El alma en el hígado
Es el mejor amigo que uno puede tener. Casi nunca se queja, siempre está ahí, acompañándonos, en las buenas y en las malas. Como deben ser los amigos. Sufre los golpes que le damos con resignación. Se hincha, se pone rojo, se amorata, pero luego se le pasa, o eso creemos, porque sigue ahí.
l hígado ha sido mi compañero silencioso desde antes de que supiera que existía. El pobrecito ha aguantado de todo. Bueno, casi todo. Si el corazón se encarga de bombear la sangre, el hígado es el que la limpia. ¡Y qué trabajo el que tiene! Unas cervezas, una botella de vino, luego un par de Advils, y él ahí, bancándose toda la basura que le embuto, procesándola, volviéndose graso y blando y feo con los años, con tal de darme un poco de felicidad.
A veces protesta, como todos los amigos cuando uno se porta mal con ellos, pero se calma con cualquier cosa: una semana de dieta, un mes sin recibir alcohol, y está como nuevo, listo a recibir lo que venga.
Pero si sólo esa fuera su función… El hígado, mi hígado, produce además la bilis necesaria para ir por la vida enfrentándome al taxista que me cerró, al funcionario de medio pelo que me dijo “por eso le digo, señora, en la ventanilla tres…”, a la vecina que me exige que le baje el volumen al equipo. Así que, además de compañero de juerga, me resultó compañero de peleas. Patrocinador, casi.
Cuando hablo mal de ciertas personas, y digo que me caen al hígado, él entiende. Debe procesar tanta rabia y ayudar a que mi cuerpo se desintoxique de odio, no vaya y sea que por pura tirria me dé un infarto. Eso el hígado no lo puede permitir porque es mi mejor amigo y no quiere que nada malo me pase, pero también porque se quedaría sin trabajo, y el hígado, el mío, es supertrabajador. No para. Recibe montañas de cosas para procesar, para archivar, para botar. Porquerías, en su mayoría, cómo no. Y día y noche, trabaja sin pedir un aumento, sin reclamar sus derechos ni tener días de descanso.

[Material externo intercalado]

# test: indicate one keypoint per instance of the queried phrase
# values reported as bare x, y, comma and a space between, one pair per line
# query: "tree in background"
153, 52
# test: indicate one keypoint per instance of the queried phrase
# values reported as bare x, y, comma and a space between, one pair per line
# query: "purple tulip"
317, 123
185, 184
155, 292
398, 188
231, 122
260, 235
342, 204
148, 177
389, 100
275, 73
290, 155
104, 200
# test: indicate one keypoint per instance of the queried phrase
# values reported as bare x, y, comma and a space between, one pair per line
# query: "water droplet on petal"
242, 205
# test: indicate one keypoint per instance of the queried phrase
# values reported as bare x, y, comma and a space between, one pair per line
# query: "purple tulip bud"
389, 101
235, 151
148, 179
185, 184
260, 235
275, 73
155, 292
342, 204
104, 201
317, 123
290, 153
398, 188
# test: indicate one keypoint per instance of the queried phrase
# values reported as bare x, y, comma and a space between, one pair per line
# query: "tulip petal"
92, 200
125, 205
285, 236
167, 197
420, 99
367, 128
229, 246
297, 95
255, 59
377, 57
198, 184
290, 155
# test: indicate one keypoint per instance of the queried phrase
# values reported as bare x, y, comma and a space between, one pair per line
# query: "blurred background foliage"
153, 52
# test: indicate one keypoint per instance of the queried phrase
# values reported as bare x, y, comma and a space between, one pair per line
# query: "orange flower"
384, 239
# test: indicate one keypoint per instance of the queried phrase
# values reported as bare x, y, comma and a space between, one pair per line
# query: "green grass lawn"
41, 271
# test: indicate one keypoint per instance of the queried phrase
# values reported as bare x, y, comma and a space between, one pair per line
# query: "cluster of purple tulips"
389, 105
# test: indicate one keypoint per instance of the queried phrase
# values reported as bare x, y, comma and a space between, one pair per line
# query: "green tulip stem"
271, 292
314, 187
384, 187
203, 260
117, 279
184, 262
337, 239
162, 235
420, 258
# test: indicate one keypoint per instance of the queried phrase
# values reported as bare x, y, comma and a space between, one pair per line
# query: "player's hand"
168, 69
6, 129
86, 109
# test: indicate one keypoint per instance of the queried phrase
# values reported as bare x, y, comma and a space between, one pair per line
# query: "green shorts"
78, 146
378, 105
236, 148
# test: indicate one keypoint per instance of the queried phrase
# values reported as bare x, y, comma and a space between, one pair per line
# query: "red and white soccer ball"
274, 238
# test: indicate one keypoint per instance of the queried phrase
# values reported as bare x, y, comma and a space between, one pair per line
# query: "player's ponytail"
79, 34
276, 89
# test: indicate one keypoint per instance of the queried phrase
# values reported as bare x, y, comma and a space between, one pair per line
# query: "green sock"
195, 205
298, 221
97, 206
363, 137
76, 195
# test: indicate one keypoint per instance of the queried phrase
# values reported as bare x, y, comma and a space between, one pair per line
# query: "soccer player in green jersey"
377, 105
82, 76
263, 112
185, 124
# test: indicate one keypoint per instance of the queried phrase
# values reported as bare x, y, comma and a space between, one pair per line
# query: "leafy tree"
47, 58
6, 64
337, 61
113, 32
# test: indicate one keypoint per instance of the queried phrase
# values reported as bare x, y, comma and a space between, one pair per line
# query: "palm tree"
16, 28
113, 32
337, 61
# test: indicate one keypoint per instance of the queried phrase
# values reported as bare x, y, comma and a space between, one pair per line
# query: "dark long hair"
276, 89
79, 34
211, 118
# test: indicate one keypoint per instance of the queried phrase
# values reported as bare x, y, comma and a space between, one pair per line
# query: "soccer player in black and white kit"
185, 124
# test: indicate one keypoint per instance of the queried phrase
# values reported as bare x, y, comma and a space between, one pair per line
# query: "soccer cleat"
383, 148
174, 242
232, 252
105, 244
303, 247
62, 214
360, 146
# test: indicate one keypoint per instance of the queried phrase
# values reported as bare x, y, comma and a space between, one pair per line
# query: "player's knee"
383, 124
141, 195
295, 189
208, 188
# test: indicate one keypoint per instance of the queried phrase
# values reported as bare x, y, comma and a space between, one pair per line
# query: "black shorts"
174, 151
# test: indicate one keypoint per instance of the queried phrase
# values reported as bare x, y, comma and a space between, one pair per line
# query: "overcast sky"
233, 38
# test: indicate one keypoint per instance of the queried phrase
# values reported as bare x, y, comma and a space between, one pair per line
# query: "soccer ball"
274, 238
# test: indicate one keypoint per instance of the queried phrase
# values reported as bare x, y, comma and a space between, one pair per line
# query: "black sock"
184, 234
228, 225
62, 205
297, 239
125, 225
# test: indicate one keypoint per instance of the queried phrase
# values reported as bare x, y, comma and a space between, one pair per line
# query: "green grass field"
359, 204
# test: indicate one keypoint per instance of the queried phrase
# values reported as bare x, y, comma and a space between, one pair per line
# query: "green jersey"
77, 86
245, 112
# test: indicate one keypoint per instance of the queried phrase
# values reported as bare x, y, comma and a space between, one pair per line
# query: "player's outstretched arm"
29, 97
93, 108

Tiene sus defectos, no voy a decir que no, como todos. Mi hígado en particular es malísimo con los triglicéridos y no los procesa bien, pero si sopesamos su labor, sale divinamente librado.
Otro defecto que tiene es que es feo, pero se sabe ocultar. No como la piel, esa zorra desagradecida que se llena de espinillas en protesta por cualquier chicharrón (literalmente). O como el pelo, el engreído, que si uno no está pendiente todo el día se convierte en una escoba. No. El hígado sufre con discreción.
En realidad, mi hígado es tan paciente, tan bueno, tan aguantador, que estoy a punto de pensar que es allí, en el centro de esa masa blanda y lisa, donde se esconde de verdad mi alma.